The former Government was given every opportunity to implement its own LLRC (Lessons Learnt and Reconciliation Commission) recommendations and conduct its own domestic investigations in 2012, 2013 and up to 2014,” he said.
“One must not forget that this whole process commenced when the then President, Mahinda Rajapaksa, gave a commitment to the Secretary-General of the United Nations, Ban Ki-moon, on 26 May 2009 when the Secretary-General visited Sri Lanka, to the effect that Rajapaksa, the President, and the Sri Lankan Government would address the question of accountability.
“That was a commitment very clearly made by the then President to the Secretary-General of the UN when the Secretary-General came here. President Rajapaksa undoubtedly knew what he was doing because he himself had gone to Geneva in the late 1980s, in 1988 and 1989 – to seek the intervention of the UN Human Rights body when there were grave violations of human rights and humanitarian laws in the South of this country, when Sinhala civilian youth and Sinhala people were being slaughtered in their thousands, indeed tens of thousands, at that point of time. The only difference is that what happened in 2008–2009 happened in the North,” Sampanthan opined.
According to him, nobody is complaining on behalf of the armed combatants. “Rajapaksa did not complain on behalf of armed combatants when he went to Geneva in 1988 and 1989. He only complained about what happened to civilians. The UN Human Rights Council is also dealing with what happened to civilians. In fact, simultaneously, investigations have been conducted against the armed combatants about their own violations of human rights laws and humanitarian laws also against civilians. This culture of impunity should not continue. It should come to an end.”
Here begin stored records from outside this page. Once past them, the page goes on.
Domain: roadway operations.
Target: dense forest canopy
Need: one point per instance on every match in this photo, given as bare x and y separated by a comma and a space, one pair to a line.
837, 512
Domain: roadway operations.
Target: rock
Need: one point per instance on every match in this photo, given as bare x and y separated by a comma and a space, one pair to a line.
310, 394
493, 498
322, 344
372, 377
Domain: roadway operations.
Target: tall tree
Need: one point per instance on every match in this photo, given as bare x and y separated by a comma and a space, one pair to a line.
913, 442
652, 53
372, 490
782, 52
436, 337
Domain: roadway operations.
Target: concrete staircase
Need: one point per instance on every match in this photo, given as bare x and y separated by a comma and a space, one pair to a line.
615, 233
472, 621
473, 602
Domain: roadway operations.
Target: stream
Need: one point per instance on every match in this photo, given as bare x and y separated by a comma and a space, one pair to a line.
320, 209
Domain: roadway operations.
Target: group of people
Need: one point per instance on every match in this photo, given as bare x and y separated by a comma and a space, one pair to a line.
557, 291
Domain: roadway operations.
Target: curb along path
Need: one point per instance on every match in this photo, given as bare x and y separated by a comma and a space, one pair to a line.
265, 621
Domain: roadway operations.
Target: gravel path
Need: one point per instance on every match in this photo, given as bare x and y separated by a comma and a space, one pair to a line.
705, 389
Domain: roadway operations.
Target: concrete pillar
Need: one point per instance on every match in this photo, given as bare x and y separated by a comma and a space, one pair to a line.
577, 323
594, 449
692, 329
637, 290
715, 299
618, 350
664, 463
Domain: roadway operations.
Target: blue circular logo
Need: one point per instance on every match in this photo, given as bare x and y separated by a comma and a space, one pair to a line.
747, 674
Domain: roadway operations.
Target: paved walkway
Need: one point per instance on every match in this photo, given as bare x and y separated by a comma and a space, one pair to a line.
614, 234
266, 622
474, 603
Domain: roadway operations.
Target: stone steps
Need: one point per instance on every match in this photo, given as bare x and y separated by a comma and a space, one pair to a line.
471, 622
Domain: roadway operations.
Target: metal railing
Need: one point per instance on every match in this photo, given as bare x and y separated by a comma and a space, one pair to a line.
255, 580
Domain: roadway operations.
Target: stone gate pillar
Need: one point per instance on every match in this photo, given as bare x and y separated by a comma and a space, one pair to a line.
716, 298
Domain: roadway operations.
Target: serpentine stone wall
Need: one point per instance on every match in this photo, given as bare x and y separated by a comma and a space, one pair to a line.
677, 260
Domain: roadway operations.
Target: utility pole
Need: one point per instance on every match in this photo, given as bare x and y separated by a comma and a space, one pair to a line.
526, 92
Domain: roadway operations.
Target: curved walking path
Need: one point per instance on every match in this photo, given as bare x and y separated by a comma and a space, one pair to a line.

“What happened to unarmed civilians in violation of human rights and humanitarian laws must not be confused with legitimate actions taken by the State against armed combatants carrying on an armed struggle against the State. The distinction between these two situations is clearly defined in humanitarian laws and human rights laws, and the standards of judgement pertaining to the applicability of the said two laws are clearly recognized internationally.
“I do not think all war heroes were engaged in committing violations of international humanitarian laws and human rights laws but some of them undoubtedly committed crimes against both those laws.Can the cases pertaining to journalist Lasantha Wickrematunge, cartoonist Prageeth Ekneligoda, and five students murdered in Trincomalee when they were standing on the beachfront or the 17 aid workers killed in Muttur be swept under the carpet merely because the persons who are accused of those crimes are members of the Armed Forces; so called war heroes? If those crimes cannot be swept under the carpet merely for the reason that those acts were committed by war heroes, how can violations of international humanitarian law and human rights law which are crimes against humanity committed in 2008-2009 be swept under the carpet? This was impunity at its zenith.”
“No one should be allowed to confuse the execution of legitimate duties by a government with the wanton killing of unarmed civilians in furtherance of the political agendas of persons holding high office. Unless this culture is brought to an end, it will continue and that must not be allowed”.